I am trying to figure out how best to monitor usage of our HPC resources. Specifically, I am trying to identify cpu usage, disk space consumed, and number of jobs run by group.

The pbs format allows the "-W" group_list flag to identify the group the script belongs to. I want to use this to monitor the cluster usage, but I can't find documentation on how to track this over time.
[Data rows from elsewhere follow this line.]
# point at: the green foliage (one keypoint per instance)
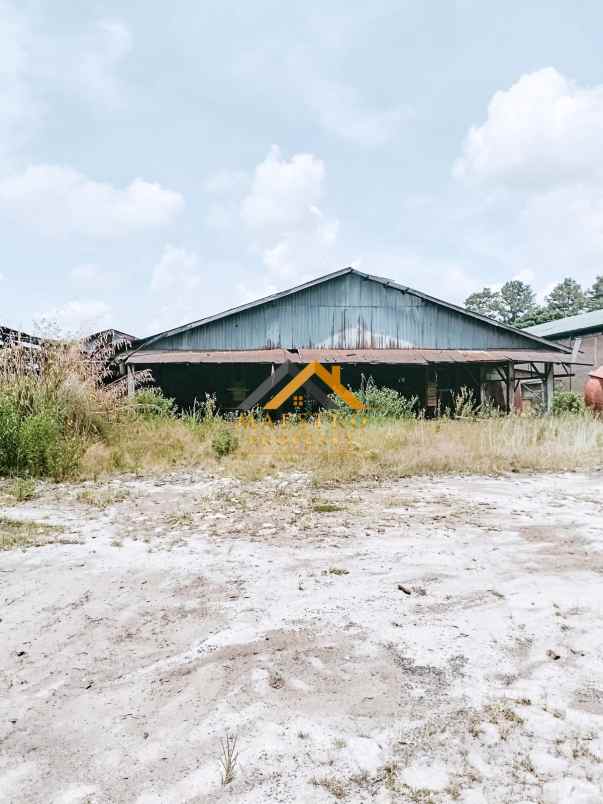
(566, 299)
(51, 405)
(509, 305)
(150, 403)
(568, 402)
(463, 404)
(594, 296)
(24, 488)
(383, 402)
(484, 302)
(515, 302)
(224, 441)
gmond and gmetric offer some functionality - I can see the parameters I'm interested in, but I can't figure out how to group these by the -W group_list flag or by user or some other metric.

Any advice?

  • What scheduler are you using? Moab or Maui? – Vince Apr 19 '17 at 14:24
  • Torque. One of the other free versions of MOAB. There is a file in /var/spool/torque that shows some resource usage, but it needs to be parsed and summarized. – nietzschemouse Apr 20 '17 at 15:11
  • Free Moab? You mean Maui? – Vince Apr 20 '17 at 15:15
  • Is there a reason you don't want to parse the accounting file? Are you looking for a turnkey solution? There is a reporting framework available for purchase that works with Moab. I guess I'm just not exactly sure what kind of answer you're seeking. – dbeer Apr 20 '17 at 19:05
  • The turnkey solution would be ideal. I can parse out the accounting file and then summarize it with a script, but I'm checking to see if that's more effort than necessary. I'm looking into purchasing MOAB or Univa for this reason. – nietzschemouse Apr 21 '17 at 15:51
  • In case you are using Maui (free alternative to Moab), have you looked at: http://docs.adaptivecomputing.com/maui/9.2accounting.php. Specifically, section 9.2.3: Profiling Historical Usage. – Vince Apr 26 '17 at 14:09
  • Thanks Vince. I'm using Torque, though, so that's not quite applicable. – nietzschemouse May 03 '17 at 15:34
  • Torque does have accounting files: http://docs.adaptivecomputing.com/torque/4-1-7/Content/topics/9-accounting/accountingRecords.htm. I did not find any way to monitor usage. You may need to write your own service... – Vince May 09 '17 at 15:17
  • Closest match I found was: https://github.com/tabaer/pbstools. – Vince May 09 '17 at 15:24

0 Answers0